FEATURE: Allows examine_env to load hard coded policies (#87)

palanc · Patrick Lancaster · vikashplus · commit 385510e21b1b · 2023-08-31T01:03:41.000-04:00
* Allow examine_envs to load hard coded policies, E.g.
python robohive/utils/examine_env.py -e FrankaReachRandom-v0 -p robohive.utils.examine_env.rand_policy

* Remove unnecessary import
* examine_env loading scripted polcies: update DESC in examine_env and add unit test
Co-authored-by: Patrick Lancaster &lt;plancaster@pop-os.localdomain&gt;
diff --git a/robohive/tests/test_examine_env.py b/robohive/tests/test_examine_env.py
@@ -22,10 +22,19 @@ def test_offscreen_rendering(self):
         result = runner.invoke(examine_env, ["--env_name", "door-v1", \
                                             "--num_episodes", 1, \
                                             "--render", "offscreen",\
-                                            "--camera_name", "top_acam"])
+                                            "--camera_name", "top_cam"])
         print(result.output.strip())
         self.assertEqual(result.exception, None)
 
+    def test_scripted_policy_loading(self):
+        # Call your function and test its output/assertions
+        print("Testing scripted policy loading")
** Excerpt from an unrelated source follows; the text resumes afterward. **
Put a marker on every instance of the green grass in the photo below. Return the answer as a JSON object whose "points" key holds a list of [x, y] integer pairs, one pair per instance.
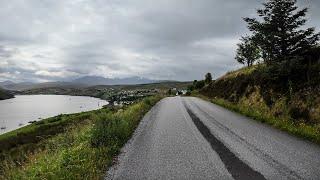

+        runner = click.testing.CliRunner()
+        result = runner.invoke(examine_env, ["--env_name", "door-v1", \
+                                            "--num_episodes", 1, \
+                                            "--policy_path", "robohive.utils.examine_env.rand_policy"])
+        print(result.output.strip())
+        self.assertEqual(result.exception, None)
 
 if __name__ == '__main__':
     unittest.main()
diff --git a/robohive/utils/examine_env.py b/robohive/utils/examine_env.py
@@ -16,10 +16,12 @@
 DESC = '''
 Helper script to examine an environment and associated policy for behaviors; \n
 - either onscreen, or offscreen, or just rollout without rendering.\n
-- save resulting paths as pickle or as 2D plots
+- save resulting paths as pickle or as 2D plots \n
+- rollout either learned policies or scripted policies (e.g. see rand_policy class below) \n
 USAGE:\n
-    $ python examine_env.py --env_name door-v0 \n
-    $ python examine_env.py --env_name door-v0 --policy my_policy.pickle --mode evaluation --episodes 10 \n
+    $ python examine_env.py --env_name door-v1 \n
+    $ python examine_env.py --env_name door-v1 --policy_path robohive.utils.examine_env.rand_policy \n
+    $ python examine_env.py --env_name door-v1 --policy_path my_policy.pickle --mode evaluation --episodes 10 \n
 '''
 
 # Random policy
@@ -30,7 +32,14 @@ def __init__(self, env, seed):
 
     def get_action(self, obs):
         # return self.env.np_random.uniform(high=self.env.action_space.high, low=self.env.action_space.low)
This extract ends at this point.